El segovianito luce medias o calcetas blancas –también fue muy común el uso masculino de medias de color, destacando las azules– donde pueden observarse dibujos geométricos formando rombos (ver Imagen 30). Es habitual encontrarse medias en las que las agujas avanzan creando ricas decoraciones con diferentes motivos –más y menos complejos– cubriendo

las piernas de mujeres y hombres. Sí bien, quizá sea en el momento de la danza cuando más se luzcan estas piezas, pues las mujeres las cubrían con sus sayas y frecuentemente los hombres las tapaban con polainas, algo que no ocurre en los danzantes.

En nuestra imagen pueden observarse un par de prendas muy presentes en grabados, pinturas o fotografías y que se colocaban sobre las medias a modo de polaina de paño oscuro o similar.
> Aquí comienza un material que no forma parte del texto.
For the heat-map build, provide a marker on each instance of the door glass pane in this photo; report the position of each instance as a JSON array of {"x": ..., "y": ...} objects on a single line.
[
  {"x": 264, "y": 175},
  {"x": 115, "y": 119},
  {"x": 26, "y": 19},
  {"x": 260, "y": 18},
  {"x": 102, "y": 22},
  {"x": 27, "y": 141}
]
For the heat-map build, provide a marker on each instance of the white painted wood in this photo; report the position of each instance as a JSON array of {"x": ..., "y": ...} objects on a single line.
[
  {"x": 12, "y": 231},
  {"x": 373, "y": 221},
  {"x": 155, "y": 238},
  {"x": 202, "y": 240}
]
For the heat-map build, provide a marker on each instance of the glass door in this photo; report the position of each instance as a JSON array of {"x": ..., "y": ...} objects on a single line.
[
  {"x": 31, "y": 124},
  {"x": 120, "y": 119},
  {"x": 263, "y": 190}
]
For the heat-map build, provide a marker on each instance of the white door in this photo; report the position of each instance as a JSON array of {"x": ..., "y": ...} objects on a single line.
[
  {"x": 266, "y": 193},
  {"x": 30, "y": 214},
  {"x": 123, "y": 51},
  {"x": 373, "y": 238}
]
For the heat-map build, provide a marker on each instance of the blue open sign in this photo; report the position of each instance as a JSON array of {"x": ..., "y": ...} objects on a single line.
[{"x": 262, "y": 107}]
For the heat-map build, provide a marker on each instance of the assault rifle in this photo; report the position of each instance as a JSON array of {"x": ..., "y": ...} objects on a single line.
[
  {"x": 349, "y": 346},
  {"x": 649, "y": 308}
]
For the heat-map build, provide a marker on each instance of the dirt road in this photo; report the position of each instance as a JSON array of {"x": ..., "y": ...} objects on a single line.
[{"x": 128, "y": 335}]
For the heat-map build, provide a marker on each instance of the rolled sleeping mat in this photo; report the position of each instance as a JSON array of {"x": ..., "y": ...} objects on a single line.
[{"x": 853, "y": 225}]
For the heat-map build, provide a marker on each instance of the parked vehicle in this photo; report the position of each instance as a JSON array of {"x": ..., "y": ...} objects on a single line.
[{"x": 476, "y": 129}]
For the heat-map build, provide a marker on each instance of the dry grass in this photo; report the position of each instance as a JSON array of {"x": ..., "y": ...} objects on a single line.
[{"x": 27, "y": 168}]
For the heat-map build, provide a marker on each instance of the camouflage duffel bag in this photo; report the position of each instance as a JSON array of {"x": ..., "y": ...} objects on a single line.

Por la parte baja llegaban hasta el empeine, cubriendo también el talón hasta la mitad de la planta del pie. Por la parte superior se ajustaban a la pierna debajo del calzón, quedando unos centímetros más altas que el final de cada pernera.

A juzgar por las fotografías que más detalles pueden aportarnos (ver Imagen 31), estas polainas –casi cilíndricas– o bien llevaban una costura vertical que recorría toda la pierna por el lateral interior o bien estaban confeccionadas en dos piezas –delantera y trasera– que montaban una sobre otra en dicho lateral ajustándose con un par de botones o con la simple presión de las ligas o ataderos de las perneras del calzón. El lateral exterior de la pierna no se cubría totalmente, dejando asomar las medias a través de una abertura ovalada más o menos cerrada. Dicho lado sí estaba abierto y se ajustaba con botones desde el tobillo hasta la abertura y desde la parte superior de la misma hasta el final de la pieza. Esto permitía cerrar la polaina y colocarla de manera que quedase estirada, tensa y sujeta; a lo que también ayudaba el hecho de pillarla entre el pie y el zapato o alpargata, cual el zancajo de un calcetín.

Como ya hemos mencionado, el segovianito luce un calzón corto de paño, de los llamados de trampa, pues no tiene bragueta y se cierra a través de una «pala» –la trampa– que se abrocha y se ata a la cintura. Como es habitual, cubre las piernas hasta las rodillas y se ajusta a estas a través de unas cuerdas o cintas –en este caso bastante anchas– que se atan con una lazada. No se aprecian botones laterales –aunque probablemente tuviese alguno en la parte baja–, algo que contrasta con los ricos calzones decorados con pasamanería, picados e incluso más de treinta botones de plata en cada pernera que podemos ver en otras fotografías de la provincia.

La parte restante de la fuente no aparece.